Preview of the Week Ahead
The economic calendar is very light in this holiday-shortened week. The flash estimate of S&P Global’s Manufacturing PMI is likely to show the manufacturing sector contracted at a slower pace in January than December, while the Services PMI will probably reveal continued expansion of service providers. The final release of the University of Michigan Survey of Consumers for January is anticipated to show inflation expectations rose slightly less in the month than reported in the preliminary release. Existing home sales were likely flat in December after a big increase in November, as high mortgage rates weighed on affordability.
The Week in Review
Matching Comerica Economics’ forecast, the Consumer Price Index (CPI) rose by 0.4% last month and accelerated in annual terms to 2.9% from 2.7% in November. Core CPI increased by a tamer 0.2% and was up 3.2% from a year ago.

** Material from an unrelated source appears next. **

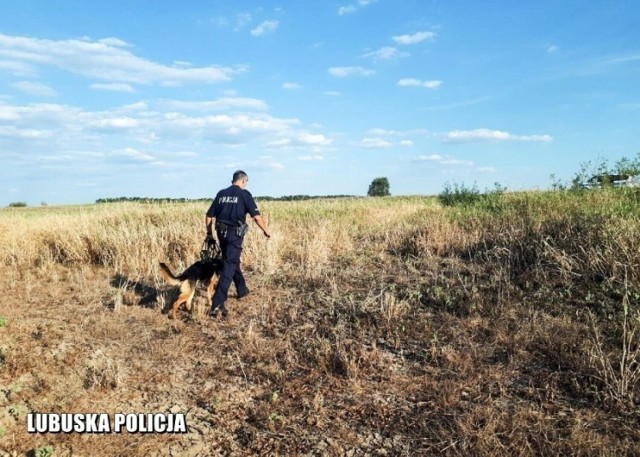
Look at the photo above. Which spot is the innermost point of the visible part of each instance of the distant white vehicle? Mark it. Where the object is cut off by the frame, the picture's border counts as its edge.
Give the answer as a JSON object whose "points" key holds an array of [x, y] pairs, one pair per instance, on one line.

The energy subindex, up 2.6%, rose sharply due to large increases in gasoline and utility (piped) gas prices. Grocery and restaurant food prices were both up 0.3%. New and used car prices rose sharply, but were lower than a year earlier. Shelter costs—the single biggest contributor to inflation in the past couple of years—increased by 0.3% for the second consecutive month and were up 4.6% in annual terms, a marked improvement from the 6.0% increase recorded in January. This very “sticky” component needs to improve further to bring inflation sustainably down. Prices of services excluding shelter rose by 0.4% and were up 4.0% from a year ago. Unsurprisingly, transportation service prices jumped higher, with airline fares soaring by nearly 4% or 7.9% from a year earlier. Progress in taming inflation slowed in 2024: Annual headline CPI ended the year at 2.9%, down half a percent from the end of 2023, and the December core CPI reading of 3.2% was down 0.7 percentage points. By comparison, both fell around 2 percentage points from December 2022 to December 2023.
The federal fiscal deficit narrowed to $86.7 billion in December. The deficit in the first three months of the current fiscal year ballooned to $710.9 billion, a staggering 39.4% increase from the same period last year. Declines in revenues, down 2.2%, and sharp increases in spending, up 10.9%, contributed to the wider shortfall. Personal income tax collections are 1.3% lower fiscal year-to-date (YTD), while corporate tax receipts are down 27.0%. All five major expenditure categories are significantly higher: Social Security, up 6.7%; defense, up 10.0%; health (primarily Medicaid), up 9.3%; net interest, up 12.0%; Medicare, up 38.4%. YTD interest expenditures of $241.5 billion have eclipsed the $232.7 billion spent on Medicare and are only a few billion dollars short of the $245.8 billion spent on Medicaid.
Sales at retail, food services and drinking establishments rose by a healthy 0.4% in December after an upwardly revised 0.8% increase in November. A 0.3% decline in sales at food services and drinking establishments—the sole services category in the report—weighed on the overall figure. Excluding it, retail sales were up a robust 0.7%. Sales were up in almost all retail categories and were up notably at motor vehicle and parts dealerships for the fourth consecutive month. Pointing to another quarter of strong consumer spending, “control” (core) retail sales—used in computing nominal consumer spending on most goods in the GDP report—accelerated to 0.7% in December from 0.4% in November.